To see whether their approach may aid in synthetic biology applications such as the production of antibiotics, enzymes, and food, the researchers practiced designing promoters that could create desired expression levels for any gene of interest. They next combed through other scientific articles for basic evolutionary concerns to see whether their model might assist explain them. The researchers even went so far as to give their model a real-world population data set from an existing study that included genetic information from yeast strains from all around the globe. They were able to outline thousands of years of historical selection forces that shaped the genomes of today’s yeast in this way.

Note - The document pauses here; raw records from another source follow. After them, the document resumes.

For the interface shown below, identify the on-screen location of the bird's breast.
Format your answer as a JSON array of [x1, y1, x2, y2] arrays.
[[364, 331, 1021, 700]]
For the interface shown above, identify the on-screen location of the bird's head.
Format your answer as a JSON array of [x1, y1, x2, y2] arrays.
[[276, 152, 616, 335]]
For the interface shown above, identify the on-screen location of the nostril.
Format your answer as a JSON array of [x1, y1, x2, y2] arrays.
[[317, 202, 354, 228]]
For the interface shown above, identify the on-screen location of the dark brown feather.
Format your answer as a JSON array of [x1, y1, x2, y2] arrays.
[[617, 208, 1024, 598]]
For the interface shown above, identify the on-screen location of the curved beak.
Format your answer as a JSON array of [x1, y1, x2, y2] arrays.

However, in order to develop a strong tool capable of probing any genome, the researchers understood they’d need to discover a technique to foresee the development of non-coding sequences even in the absence of such a large population data set. Vaishnav and his colleagues established a computational approach that enabled them to map the predictions from their framework into a two-dimensional graph to achieve this aim. This enabled them to demonstrate, in a fairly straightforward way, how any non-coding DNA sequence affects gene expression and fitness without the need for time-consuming research at the lab bench.

“One of the unresolved challenges in fitness landscapes was that we didn’t have a method for visually representing them in a manner that truly conveyed the evolutionary features of sequences,” Vaishnav continues. “I was determined to find a method to fill that need and contribute to the long-held goal of building a comprehensive fitness landscape.”

The study, according to Martin Taylor, a professor of genetics at the University of Edinburgh’s Medical Research Council Human Genetics Unit who was not involved in the research, shows that artificial intelligence can not only predict the effect of regulatory DNA changes, but also reveal the underlying principles that govern millions of years of evolution.

Despite the fact that the model was trained on a little portion of yeast regulatory DNA under a few different growth circumstances, he is amazed that it can make such meaningful predictions about the evolution of gene regulation in mammals.

“There are clear near-term uses,” he says, “such as the unique construction of regulatory DNA for yeast in brewing, baking, and biotechnology.” “However, future research might help detect disease mutations in human regulatory DNA that are now difficult to find and usually ignored in the clinic. This research implies that AI models of gene regulation trained on larger, more complicated, and varied data sets have a promising future.”

Even before the paper was published, Vaishnav started getting inquiries from other researchers who hoped to apply the methodology to create non-coding DNA sequences for gene treatments.

“For decades, people have been researching regulatory evolution and fitness landscapes,” Vaishnav explains. “I believe our paradigm will help us answer basic, unanswered issues regarding the development and evolvability of gene regulatory DNA – and perhaps design biological sequences for fascinating new uses.”